Feeling very nicholas cagey
I feel like an unstable chemical reaction today. My brain has been misbehaving quite a bit. Last weekend it was a kind of torpidity due to lack of sleep. I wake up still tired but unable to sleep, and am suddenly grumpy and disinterested in everything. Everything is boring. Somehow I get out of the funk, maybe due to The Weather Man, which I watched only to realize that Nicholas Cage would probably play me in a movie about my life. Although I am thinking maybe Paul Giamatti would be good too today. Thank God Phillip Seymour Hoffman is not the answer.
Then all this week I've been in a sleepy haze. My back's been hurting. I don’t know if that's related or not. At work I nearly fall asleep every day. Yesterday my back was bothering me quite a bit, so I went home only to discover an insane headache. On the way to the car I stop at my usual place, Café Soleil, and get soup and cake. That baker girl who is always smiling served me. Last time I went in there, she laughed at my dumb joke, so I thought she just had a good sense of humor. But I was totally out of it and spacey yesterday and she was still laughing and smiling. What would it be like to be so jovial all the time? I'm going to have to ask her what the secret is next time. Maybe she'll ask me what my secret is to having an almost catatonic look on my face at all times. I'll then have to bring her a programming book to read.
When I got home, I decided to take some strong pain killers, and popped a Hydrocodene. It did not help with the pain, though it did allow me some good sleep. I had to take another one late last night so I could sleep through back and headache pain. What is with this headache? I went to sleep with audrey next to me, and woke up with chopper in the exact same spot. Do I really have two cats or is it just one? Maybe it's just one cat that fights itself like in Fight Club.
This morning I wake up and am really sleepy and the headache is looming. Kind of like if I maybe twist my head in a certain way it will come back. I decided to stop at the Café again and get some strong coffee. That red-headed guy was there. He doesn't laugh at my jokes, but he plays along. He'd be a good straight man should I ever take my comedy act on the road.
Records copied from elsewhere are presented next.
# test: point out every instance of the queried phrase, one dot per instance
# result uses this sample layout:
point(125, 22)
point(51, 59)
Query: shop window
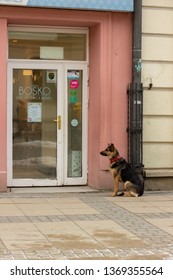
point(47, 45)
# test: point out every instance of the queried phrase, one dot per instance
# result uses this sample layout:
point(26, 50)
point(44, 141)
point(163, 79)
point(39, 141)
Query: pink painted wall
point(3, 105)
point(110, 72)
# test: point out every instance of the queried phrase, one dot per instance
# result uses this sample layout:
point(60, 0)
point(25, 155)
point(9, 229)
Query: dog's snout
point(103, 153)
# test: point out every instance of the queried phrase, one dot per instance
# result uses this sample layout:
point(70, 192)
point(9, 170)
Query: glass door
point(47, 122)
point(35, 125)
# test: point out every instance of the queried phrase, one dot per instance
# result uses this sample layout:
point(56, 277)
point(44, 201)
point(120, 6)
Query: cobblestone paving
point(159, 243)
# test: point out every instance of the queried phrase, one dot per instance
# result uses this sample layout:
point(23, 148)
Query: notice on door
point(34, 112)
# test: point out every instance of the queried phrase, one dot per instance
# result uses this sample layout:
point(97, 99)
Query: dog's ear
point(112, 147)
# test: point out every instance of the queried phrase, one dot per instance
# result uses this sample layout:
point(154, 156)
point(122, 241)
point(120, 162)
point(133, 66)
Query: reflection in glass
point(28, 45)
point(74, 82)
point(34, 129)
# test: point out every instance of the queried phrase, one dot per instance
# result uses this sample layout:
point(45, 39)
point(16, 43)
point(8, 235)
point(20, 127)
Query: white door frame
point(62, 107)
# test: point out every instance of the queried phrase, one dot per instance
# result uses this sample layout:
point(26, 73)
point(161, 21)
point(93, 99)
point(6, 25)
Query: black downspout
point(135, 93)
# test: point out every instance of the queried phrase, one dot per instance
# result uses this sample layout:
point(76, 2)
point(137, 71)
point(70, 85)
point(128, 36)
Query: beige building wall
point(157, 68)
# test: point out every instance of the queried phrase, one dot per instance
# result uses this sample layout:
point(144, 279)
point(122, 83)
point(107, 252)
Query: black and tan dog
point(122, 171)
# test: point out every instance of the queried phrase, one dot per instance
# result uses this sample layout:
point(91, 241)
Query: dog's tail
point(120, 194)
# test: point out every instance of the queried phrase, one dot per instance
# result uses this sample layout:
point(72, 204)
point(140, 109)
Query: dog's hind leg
point(116, 186)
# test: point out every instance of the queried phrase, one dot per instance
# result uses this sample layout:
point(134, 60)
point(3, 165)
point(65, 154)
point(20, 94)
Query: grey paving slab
point(85, 225)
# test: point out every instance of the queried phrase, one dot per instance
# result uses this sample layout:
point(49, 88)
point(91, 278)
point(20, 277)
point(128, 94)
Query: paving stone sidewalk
point(85, 225)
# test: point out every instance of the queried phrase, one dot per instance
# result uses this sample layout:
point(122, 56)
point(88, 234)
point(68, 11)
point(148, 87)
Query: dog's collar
point(114, 159)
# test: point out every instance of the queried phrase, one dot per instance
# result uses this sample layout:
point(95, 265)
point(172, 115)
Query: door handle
point(58, 121)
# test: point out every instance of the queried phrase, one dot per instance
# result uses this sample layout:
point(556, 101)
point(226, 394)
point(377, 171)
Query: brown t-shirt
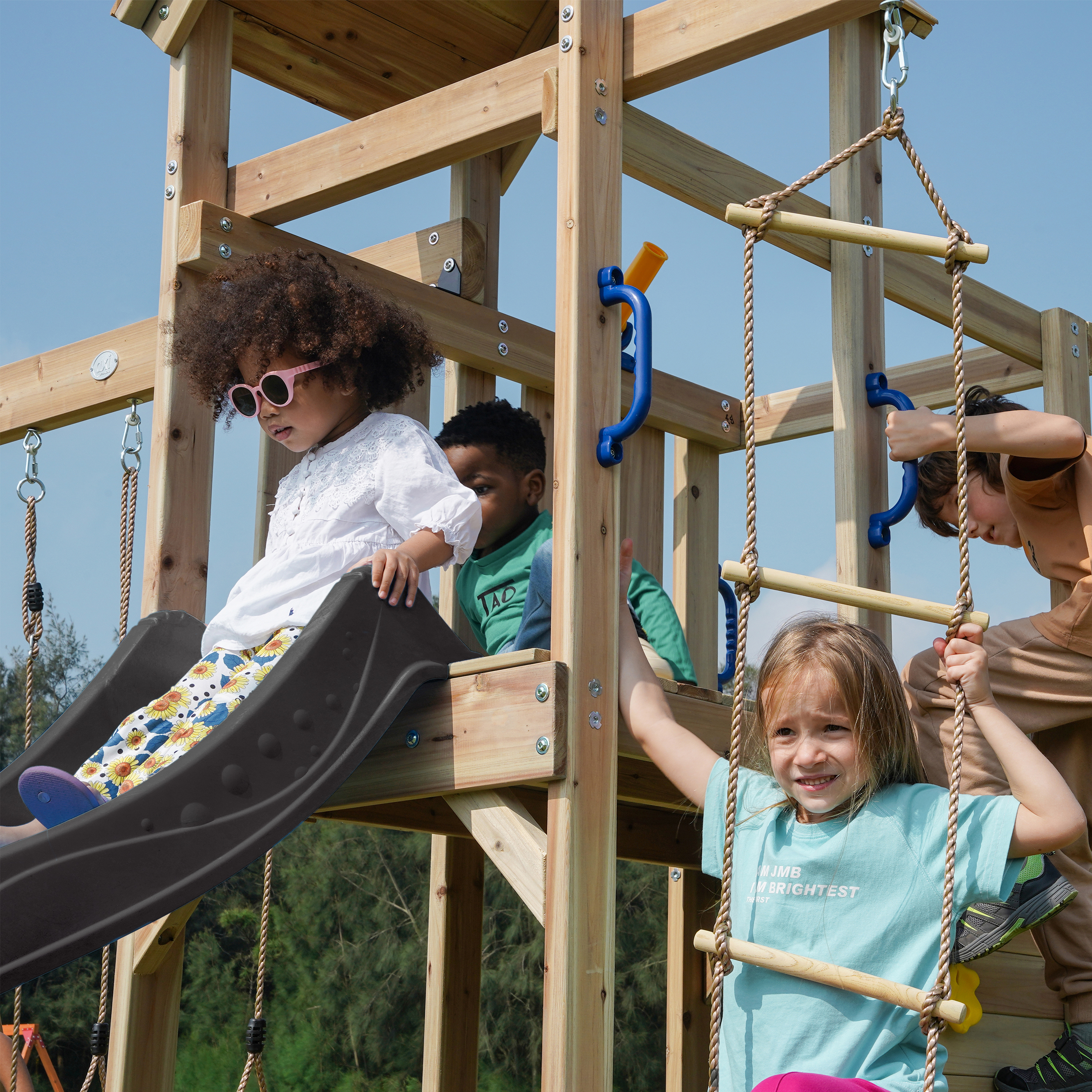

I am starting to think that they have some magic mushrooms or special brownies at that place.
That coffee was a mistake. Now I'm really sleep AND loopy/jittery. I'd be having an outer body experience if I weren't so jittery. What the heck? I feel like I am going to fall asleep while simultaneously spazing out. This must be what Paula Abdul feels like on American Idol. Although even in my weird brain chemical state, I still don't get the pizza and salad thing she said last night.
On the up side, I have finally figured out what I would get as my first tattoo if I ever got one. Now I just have to figure out where I would put it. Maybe on these tentacles that are sticking out of my feet.